A new browser tool lets Spotify Premium users fool around with the music streaming platform’s famous recommendation algorithm. Arielle Vaniderstine, an engineer at the company, posted a link to Glitch on Monday of a beta build of the tool.
Called “Nelson,” the tool displays several sliders representing the “audio features” that inform the algorithm. From there, users can play around with the sliders, manually altering the inputs.
Acousticness: A confidence measure from 0.0 to 1.0 of whether the track is acoustic. 1.0 represents high confidence the track is acoustic.
Danceability: Describes how suitable a track is for dancing based on a combination of musical elements including tempo, rhythm stability, beat strength, and overall regularity. A value of 0.0 is least danceable and 1.0 is most danceable.
Energy: Energy is a measure from 0.0 to 1.0 and represents a perceptual measure of intensity and activity. Typically, energetic tracks feel fast, loud, and noisy.
Instrumentalness: Predicts whether a track contains no vocals. “Ooh” and “aah” sounds are treated as instrumental in this context. Rap or spoken word tracks are clearly “vocal.” The closer the instrumentalness value is to 1.0, the greater likelihood the track contains no vocal content. Values above 0.5 are intended to represent instrumental tracks, but confidence is higher as the value approaches 1.0.
Liveness: Detects the presence of an audience in the recording. Higher liveness values represent an increased probability that the track was performed live. A value above 0.8 provides strong likelihood that the track is live.
Speechiness: Speechiness detects the presence of spoken words in a track. The more exclusively speech-like the recording (e.g. talk show, audio book, poetry), the closer to 1.0 the attribute value. Values above 0.66 describe tracks that are probably made entirely of spoken words. Values between 0.33 and 0.66 describe tracks that may contain both music and speech, either in sections or layered, including such cases as rap music. Values below 0.33 most likely represent music and other non-speech-like tracks.
Tempo: The overall estimated tempo of a track in beats per minute (BPM). In musical terminology, tempo is the speed or pace of a given piece and derives directly from the average beat duration.
Valence: A measure from 0.0 to 1.0 describing the musical positiveness conveyed by a track. Tracks with high valence sound more positive (e.g. happy, cheerful, euphoric), while tracks with low valence sound more negative (e.g. sad, depressed, angry).
It might seem complex, but just remember that musical taste is itself a sort of equation made up of similar variables.
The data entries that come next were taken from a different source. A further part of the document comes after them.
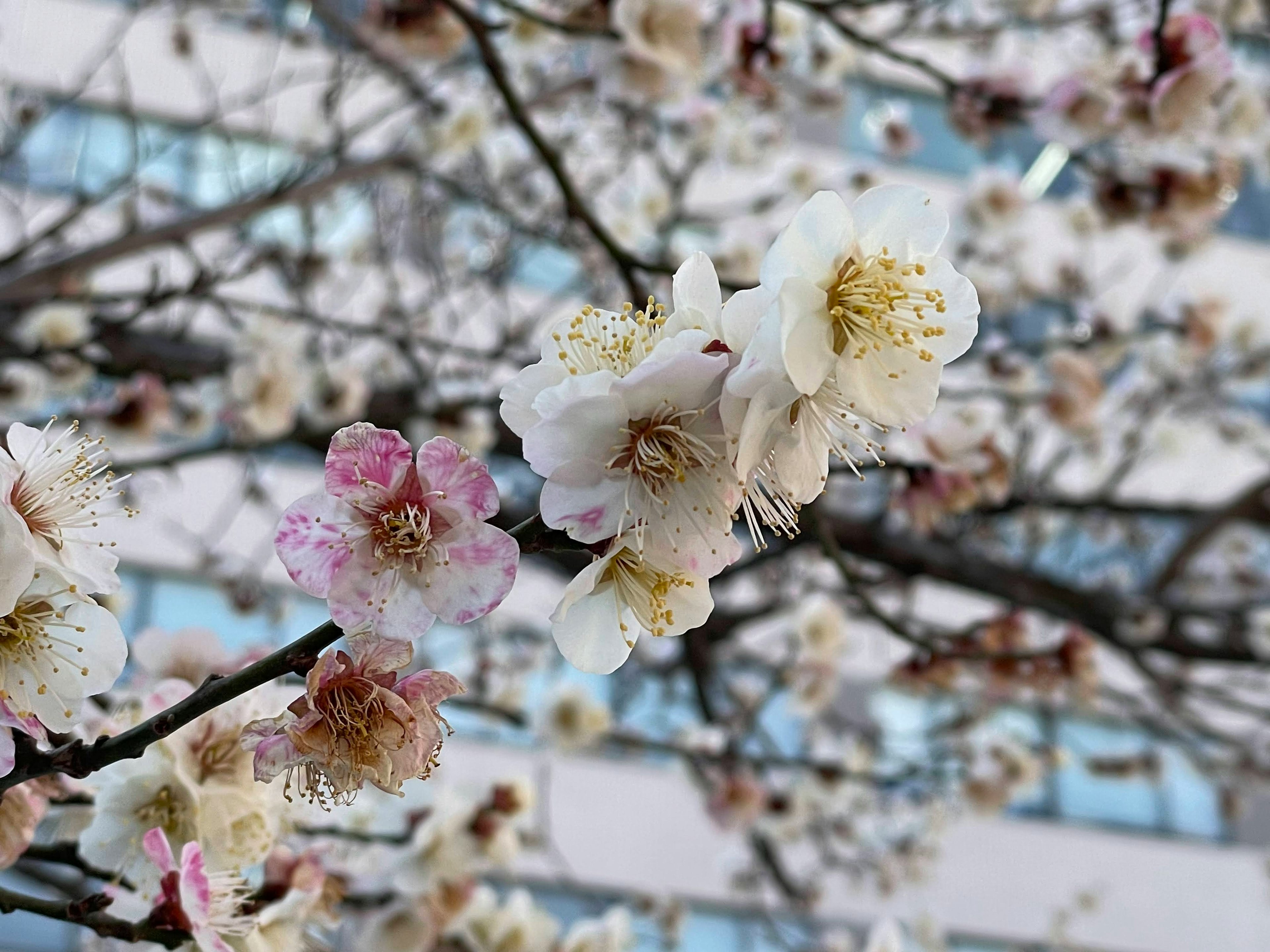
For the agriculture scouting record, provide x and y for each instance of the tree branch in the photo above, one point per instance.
(88, 913)
(80, 760)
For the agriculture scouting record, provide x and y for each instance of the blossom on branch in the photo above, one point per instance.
(357, 722)
(397, 542)
(205, 904)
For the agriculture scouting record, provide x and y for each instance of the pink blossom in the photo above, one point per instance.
(394, 544)
(356, 723)
(1193, 66)
(205, 904)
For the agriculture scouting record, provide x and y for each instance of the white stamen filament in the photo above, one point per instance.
(873, 306)
(63, 484)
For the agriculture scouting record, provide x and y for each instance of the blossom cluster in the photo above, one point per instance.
(58, 645)
(656, 429)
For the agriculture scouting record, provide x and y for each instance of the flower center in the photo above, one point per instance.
(62, 485)
(659, 450)
(873, 306)
(601, 341)
(168, 812)
(643, 588)
(402, 536)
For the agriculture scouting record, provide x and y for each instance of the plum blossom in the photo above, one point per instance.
(21, 812)
(620, 595)
(643, 452)
(613, 932)
(574, 719)
(863, 296)
(56, 649)
(205, 904)
(357, 722)
(394, 544)
(780, 438)
(460, 838)
(516, 926)
(58, 485)
(1193, 66)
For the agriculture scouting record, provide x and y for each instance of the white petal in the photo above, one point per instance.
(902, 219)
(768, 419)
(586, 625)
(807, 334)
(585, 502)
(685, 381)
(813, 246)
(588, 428)
(741, 315)
(695, 295)
(520, 393)
(17, 563)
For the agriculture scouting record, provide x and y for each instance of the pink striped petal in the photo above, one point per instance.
(316, 537)
(477, 575)
(469, 493)
(366, 452)
(155, 843)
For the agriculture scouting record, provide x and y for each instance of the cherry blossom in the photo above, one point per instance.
(863, 295)
(205, 904)
(394, 544)
(60, 487)
(56, 649)
(620, 595)
(357, 722)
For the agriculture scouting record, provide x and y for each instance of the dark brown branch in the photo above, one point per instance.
(80, 760)
(46, 280)
(88, 912)
(573, 202)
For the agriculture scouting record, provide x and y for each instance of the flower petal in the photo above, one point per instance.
(520, 393)
(813, 246)
(686, 380)
(891, 386)
(807, 334)
(587, 627)
(157, 847)
(583, 500)
(316, 537)
(365, 596)
(582, 429)
(695, 295)
(375, 655)
(430, 687)
(7, 752)
(469, 492)
(274, 756)
(960, 319)
(902, 219)
(366, 452)
(742, 314)
(478, 572)
(17, 563)
(196, 889)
You might not think in terms of “valence” or “energy,” but, broadly speaking, when you’re getting a feel for a new song, you’re probably paying attention to whether you can dance to it, and whether it’s uptempo or slower. The browser tool just takes the way Spotify quantifies these elements, then lets you play around with them.
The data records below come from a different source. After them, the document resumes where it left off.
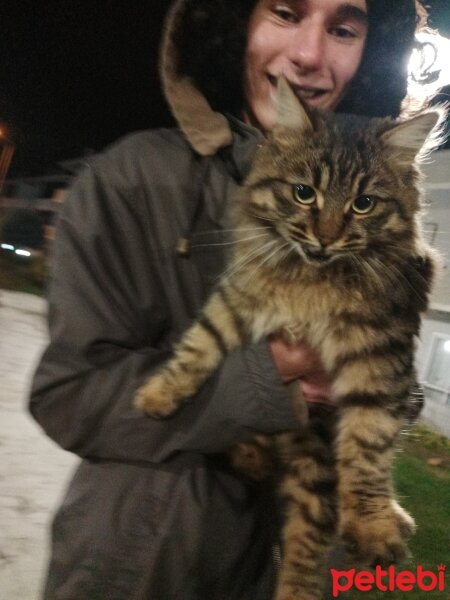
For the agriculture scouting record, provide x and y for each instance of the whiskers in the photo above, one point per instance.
(262, 231)
(274, 250)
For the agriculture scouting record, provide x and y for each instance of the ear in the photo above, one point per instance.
(416, 137)
(289, 110)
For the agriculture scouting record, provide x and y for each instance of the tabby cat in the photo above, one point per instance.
(336, 259)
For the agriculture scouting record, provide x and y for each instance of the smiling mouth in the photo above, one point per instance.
(304, 93)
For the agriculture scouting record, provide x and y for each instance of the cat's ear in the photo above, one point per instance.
(290, 112)
(417, 137)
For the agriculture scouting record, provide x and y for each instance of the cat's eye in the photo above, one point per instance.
(304, 194)
(363, 205)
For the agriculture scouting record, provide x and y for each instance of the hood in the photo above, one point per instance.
(205, 129)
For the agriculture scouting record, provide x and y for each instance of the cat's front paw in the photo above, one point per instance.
(378, 539)
(156, 398)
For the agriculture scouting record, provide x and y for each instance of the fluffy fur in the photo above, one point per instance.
(328, 251)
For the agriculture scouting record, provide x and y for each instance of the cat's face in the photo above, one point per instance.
(339, 186)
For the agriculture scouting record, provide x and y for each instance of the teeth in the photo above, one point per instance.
(307, 94)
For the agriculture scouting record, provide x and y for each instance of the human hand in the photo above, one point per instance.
(302, 363)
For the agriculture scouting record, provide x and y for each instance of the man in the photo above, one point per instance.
(154, 510)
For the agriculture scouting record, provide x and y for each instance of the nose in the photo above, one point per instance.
(306, 49)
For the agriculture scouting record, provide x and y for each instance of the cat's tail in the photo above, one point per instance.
(202, 348)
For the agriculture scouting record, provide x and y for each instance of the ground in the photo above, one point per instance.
(33, 470)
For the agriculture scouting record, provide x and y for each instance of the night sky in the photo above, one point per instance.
(77, 74)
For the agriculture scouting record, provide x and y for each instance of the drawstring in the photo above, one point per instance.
(183, 246)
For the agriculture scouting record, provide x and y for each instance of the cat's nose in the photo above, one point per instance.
(316, 252)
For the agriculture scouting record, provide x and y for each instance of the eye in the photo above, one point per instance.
(285, 14)
(304, 194)
(343, 32)
(363, 205)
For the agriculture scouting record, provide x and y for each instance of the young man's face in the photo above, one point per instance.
(316, 44)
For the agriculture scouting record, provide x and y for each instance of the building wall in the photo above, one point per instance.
(437, 321)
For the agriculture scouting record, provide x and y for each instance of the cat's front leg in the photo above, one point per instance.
(371, 521)
(308, 488)
(201, 349)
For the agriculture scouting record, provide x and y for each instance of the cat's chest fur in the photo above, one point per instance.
(309, 308)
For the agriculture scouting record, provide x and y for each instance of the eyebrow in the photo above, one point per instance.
(350, 11)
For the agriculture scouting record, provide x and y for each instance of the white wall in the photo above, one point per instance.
(438, 320)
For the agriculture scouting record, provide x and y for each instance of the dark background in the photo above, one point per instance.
(77, 74)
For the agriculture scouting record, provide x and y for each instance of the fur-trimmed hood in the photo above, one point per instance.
(205, 129)
(202, 61)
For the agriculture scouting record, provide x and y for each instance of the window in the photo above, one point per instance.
(437, 371)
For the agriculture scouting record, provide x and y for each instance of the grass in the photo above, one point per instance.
(423, 490)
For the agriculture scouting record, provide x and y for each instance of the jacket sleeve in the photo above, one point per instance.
(107, 317)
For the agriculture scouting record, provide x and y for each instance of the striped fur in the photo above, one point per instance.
(353, 287)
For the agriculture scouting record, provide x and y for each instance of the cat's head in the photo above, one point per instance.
(333, 186)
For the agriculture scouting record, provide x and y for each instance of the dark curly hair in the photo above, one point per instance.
(212, 45)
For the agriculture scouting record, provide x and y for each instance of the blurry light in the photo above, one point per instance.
(433, 58)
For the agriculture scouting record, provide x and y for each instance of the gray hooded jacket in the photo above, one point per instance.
(154, 512)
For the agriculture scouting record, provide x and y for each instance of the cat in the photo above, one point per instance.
(337, 259)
For me, it seemed like a cool way to explore outside my own musical tastes. I listen to a lot of upbeat pop and I like singers with big voices. With Nelson, I can try a different genre, let’s say metal, then ask Spotify to recommend me metal songs that are both fast-paced and heavy on vocals.
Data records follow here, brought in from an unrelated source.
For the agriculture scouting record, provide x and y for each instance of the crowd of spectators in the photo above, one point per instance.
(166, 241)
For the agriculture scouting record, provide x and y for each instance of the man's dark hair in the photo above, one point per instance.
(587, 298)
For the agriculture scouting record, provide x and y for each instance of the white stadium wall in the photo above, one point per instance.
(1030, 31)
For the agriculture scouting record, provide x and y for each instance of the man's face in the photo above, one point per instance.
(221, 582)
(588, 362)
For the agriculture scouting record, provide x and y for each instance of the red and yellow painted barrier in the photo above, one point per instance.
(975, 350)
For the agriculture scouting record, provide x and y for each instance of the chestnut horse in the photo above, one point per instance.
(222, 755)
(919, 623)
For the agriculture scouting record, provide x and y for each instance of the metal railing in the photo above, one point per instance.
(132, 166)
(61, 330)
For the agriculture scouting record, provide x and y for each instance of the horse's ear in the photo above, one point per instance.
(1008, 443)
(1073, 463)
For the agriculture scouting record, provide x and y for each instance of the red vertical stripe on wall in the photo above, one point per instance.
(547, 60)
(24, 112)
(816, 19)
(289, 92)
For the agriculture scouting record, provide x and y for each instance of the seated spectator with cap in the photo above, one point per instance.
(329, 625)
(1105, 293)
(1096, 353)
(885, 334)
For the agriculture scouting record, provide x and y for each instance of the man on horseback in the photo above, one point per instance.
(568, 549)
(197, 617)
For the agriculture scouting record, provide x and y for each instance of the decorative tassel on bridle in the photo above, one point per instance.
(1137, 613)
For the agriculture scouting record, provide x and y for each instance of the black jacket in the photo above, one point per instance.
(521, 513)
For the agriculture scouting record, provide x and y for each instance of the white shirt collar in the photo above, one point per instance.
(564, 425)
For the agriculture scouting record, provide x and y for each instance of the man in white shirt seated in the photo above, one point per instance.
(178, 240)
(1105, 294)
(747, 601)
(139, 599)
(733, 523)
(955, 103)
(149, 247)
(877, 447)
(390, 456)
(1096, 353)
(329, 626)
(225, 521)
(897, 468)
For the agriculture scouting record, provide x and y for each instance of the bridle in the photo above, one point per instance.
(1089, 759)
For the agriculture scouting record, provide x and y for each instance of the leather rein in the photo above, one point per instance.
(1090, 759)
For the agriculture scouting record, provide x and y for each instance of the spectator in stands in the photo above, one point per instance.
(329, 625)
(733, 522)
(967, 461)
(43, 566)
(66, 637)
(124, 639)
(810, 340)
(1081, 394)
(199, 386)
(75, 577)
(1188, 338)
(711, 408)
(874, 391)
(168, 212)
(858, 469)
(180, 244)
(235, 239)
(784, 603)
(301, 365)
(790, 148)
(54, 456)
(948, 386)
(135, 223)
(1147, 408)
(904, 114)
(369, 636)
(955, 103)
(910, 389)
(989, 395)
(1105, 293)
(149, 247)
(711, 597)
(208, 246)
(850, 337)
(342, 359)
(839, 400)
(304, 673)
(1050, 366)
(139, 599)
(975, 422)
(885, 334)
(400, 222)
For those that want to go further into Spotify’s algorithm, the beta Developer site lets you look up the audio features for individual tracks. “After the Storm” from Kali Uchis is a great, throwback R&B slow jam. Computers don’t know what any of those descriptors mean, so here’s how Spotify quantifies a throwback R&B slow jam:
"danceability": 0.589, "energy": 0.912, "key": 9, "loudness": -3.748, "mode": 0, "speechiness": 0.0472, "acousticness": 0.000245, "instrumentalness": 0.00167, "liveness": 0.571, "valence": 0.579, "tempo": 99.995, "type": "audio_features",
I took the values, fooled around with sliders, and tried to become my own manual recommendation algorithm. Keeping the values the same while switching up the genre made for some surprising recommendations, like Ministry’s “You Know What You Are” and Liam Gallagher’s “Wall of Glass.”
We now live in a world full of algorithmic feeds and recommendation rabbit holes, making Nelson a fun time-waster that’s also a cool look behind the behind the scenes, showing how the digital sausage is made.